Request history on the Usage page is ordered by usage (TSTUs) descending by default, but can be sorted by the other columns as well. Usage is grouped by command into five minute time windows, with the number of commands in the window given by the Count column, and the total TSTU usage and delay time given in the corresponding columns.
For members of the project collection administrators group, this same page can be used to investigate the usage of other users.
By default, visiting the Usage page will display requests for the last hour. Clicking the link from the email will open the Usage page scoped to the request history from 30 minutes before and after the first delayed request. By default, the Usage page will default to showing the past hour. After arriving on the page, review the request history leading up to delayed requests.
Commands consuming a high number of TSTUs (in the hundreds, for example) will be the ones responsible for the user exceeding the threshold.

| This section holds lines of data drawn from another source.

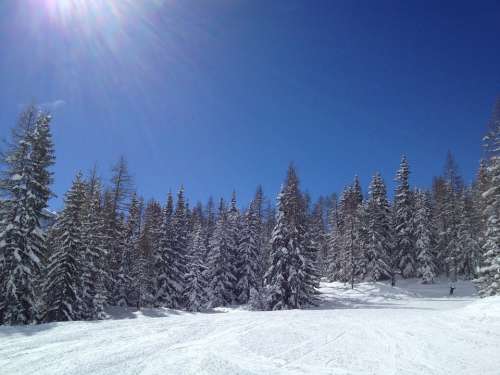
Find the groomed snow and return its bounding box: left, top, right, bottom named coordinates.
left=0, top=281, right=500, bottom=375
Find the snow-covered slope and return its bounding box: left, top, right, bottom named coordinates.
left=0, top=281, right=500, bottom=375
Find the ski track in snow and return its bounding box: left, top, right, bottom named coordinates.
left=0, top=280, right=500, bottom=375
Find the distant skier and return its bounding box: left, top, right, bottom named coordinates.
left=450, top=282, right=455, bottom=297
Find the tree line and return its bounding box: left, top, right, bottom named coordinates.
left=0, top=101, right=500, bottom=324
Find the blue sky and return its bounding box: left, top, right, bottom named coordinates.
left=0, top=0, right=500, bottom=208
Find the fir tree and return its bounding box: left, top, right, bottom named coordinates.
left=237, top=197, right=261, bottom=303
left=184, top=222, right=207, bottom=311
left=365, top=173, right=392, bottom=281
left=207, top=199, right=237, bottom=307
left=414, top=190, right=437, bottom=284
left=394, top=156, right=417, bottom=278
left=45, top=174, right=85, bottom=322
left=0, top=107, right=54, bottom=324
left=266, top=166, right=317, bottom=310
left=155, top=193, right=186, bottom=308
left=476, top=99, right=500, bottom=297
left=81, top=168, right=107, bottom=319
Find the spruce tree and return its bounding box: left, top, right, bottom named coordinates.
left=393, top=156, right=417, bottom=278
left=413, top=190, right=437, bottom=284
left=266, top=166, right=317, bottom=310
left=0, top=107, right=54, bottom=324
left=207, top=199, right=237, bottom=307
left=80, top=168, right=107, bottom=319
left=45, top=173, right=85, bottom=322
left=365, top=173, right=392, bottom=281
left=476, top=99, right=500, bottom=297
left=236, top=195, right=261, bottom=303
left=154, top=193, right=186, bottom=308
left=184, top=222, right=208, bottom=311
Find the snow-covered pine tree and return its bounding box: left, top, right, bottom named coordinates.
left=44, top=173, right=85, bottom=322
left=307, top=203, right=327, bottom=275
left=0, top=106, right=55, bottom=324
left=336, top=182, right=366, bottom=288
left=266, top=165, right=317, bottom=310
left=365, top=173, right=392, bottom=281
left=104, top=156, right=132, bottom=305
left=456, top=189, right=481, bottom=280
left=259, top=200, right=276, bottom=286
left=207, top=199, right=237, bottom=307
left=325, top=195, right=342, bottom=281
left=476, top=99, right=500, bottom=297
left=236, top=196, right=262, bottom=303
left=154, top=192, right=185, bottom=308
left=393, top=156, right=417, bottom=278
left=169, top=186, right=189, bottom=308
left=441, top=151, right=464, bottom=280
left=133, top=200, right=158, bottom=309
left=472, top=159, right=490, bottom=248
left=227, top=191, right=241, bottom=301
left=184, top=222, right=208, bottom=311
left=413, top=190, right=437, bottom=284
left=80, top=168, right=107, bottom=319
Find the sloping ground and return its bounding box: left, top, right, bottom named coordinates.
left=0, top=281, right=500, bottom=375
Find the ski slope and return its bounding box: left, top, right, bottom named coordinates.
left=0, top=281, right=500, bottom=375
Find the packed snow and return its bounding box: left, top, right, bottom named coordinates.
left=0, top=280, right=500, bottom=375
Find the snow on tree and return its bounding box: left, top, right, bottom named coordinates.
left=476, top=99, right=500, bottom=297
left=325, top=196, right=342, bottom=281
left=0, top=107, right=54, bottom=324
left=364, top=173, right=392, bottom=281
left=169, top=186, right=189, bottom=308
left=236, top=195, right=261, bottom=303
left=154, top=193, right=185, bottom=308
left=226, top=191, right=241, bottom=301
left=133, top=200, right=161, bottom=309
left=80, top=168, right=108, bottom=319
left=455, top=190, right=481, bottom=279
left=104, top=157, right=132, bottom=305
left=393, top=156, right=417, bottom=278
left=207, top=199, right=237, bottom=307
left=184, top=222, right=208, bottom=311
left=44, top=173, right=85, bottom=322
left=413, top=190, right=437, bottom=284
left=266, top=166, right=317, bottom=310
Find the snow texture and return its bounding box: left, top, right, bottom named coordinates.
left=0, top=280, right=500, bottom=375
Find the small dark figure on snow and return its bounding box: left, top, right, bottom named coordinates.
left=450, top=283, right=455, bottom=296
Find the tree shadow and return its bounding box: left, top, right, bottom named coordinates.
left=308, top=298, right=436, bottom=311
left=0, top=322, right=60, bottom=340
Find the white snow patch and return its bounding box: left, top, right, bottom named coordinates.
left=0, top=281, right=500, bottom=375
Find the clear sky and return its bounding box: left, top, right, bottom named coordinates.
left=0, top=0, right=500, bottom=208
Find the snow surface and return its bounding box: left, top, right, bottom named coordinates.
left=0, top=281, right=500, bottom=375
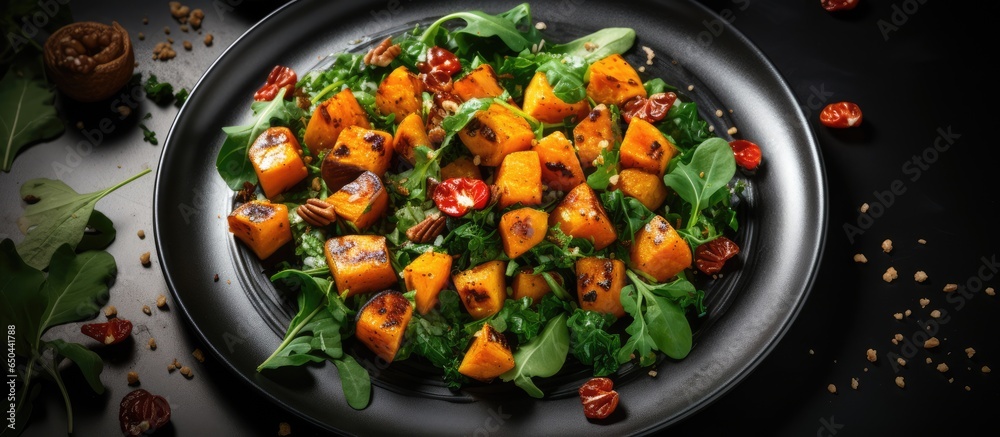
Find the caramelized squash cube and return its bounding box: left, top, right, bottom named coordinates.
left=629, top=215, right=692, bottom=282
left=451, top=260, right=507, bottom=320
left=500, top=208, right=549, bottom=259
left=248, top=126, right=309, bottom=198
left=403, top=251, right=452, bottom=314
left=320, top=126, right=392, bottom=192
left=354, top=290, right=413, bottom=363
left=531, top=131, right=586, bottom=191
left=458, top=323, right=514, bottom=382
left=618, top=118, right=677, bottom=177
left=549, top=183, right=618, bottom=250
left=232, top=200, right=292, bottom=259
left=326, top=171, right=389, bottom=230
left=458, top=104, right=535, bottom=167
left=576, top=257, right=625, bottom=317
left=494, top=150, right=542, bottom=209
left=303, top=88, right=371, bottom=156
left=587, top=53, right=646, bottom=107
left=323, top=235, right=397, bottom=297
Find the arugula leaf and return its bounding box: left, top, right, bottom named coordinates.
left=500, top=313, right=569, bottom=398
left=0, top=52, right=66, bottom=172
left=17, top=169, right=152, bottom=270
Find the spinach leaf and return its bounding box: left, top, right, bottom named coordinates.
left=17, top=169, right=151, bottom=270
left=500, top=313, right=569, bottom=398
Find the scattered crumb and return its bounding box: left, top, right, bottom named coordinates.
left=882, top=267, right=899, bottom=282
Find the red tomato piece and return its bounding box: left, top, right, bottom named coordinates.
left=729, top=140, right=762, bottom=170
left=819, top=102, right=861, bottom=128
left=432, top=178, right=490, bottom=217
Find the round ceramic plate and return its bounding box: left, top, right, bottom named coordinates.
left=154, top=0, right=827, bottom=435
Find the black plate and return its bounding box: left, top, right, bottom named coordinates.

The User Agent and IP address columns can be helpful to see where these commands are coming from. Common problems to look for are custom tools or build service accounts that might be making a large amount of calls in a short time window. To avoid these types of issues, tools may need to be rewritten or build processes updated to reduce the type and number of calls made. For example, a tool might be pulling a large version control repository from scratch on a regular basis, when it could pull incrementally instead.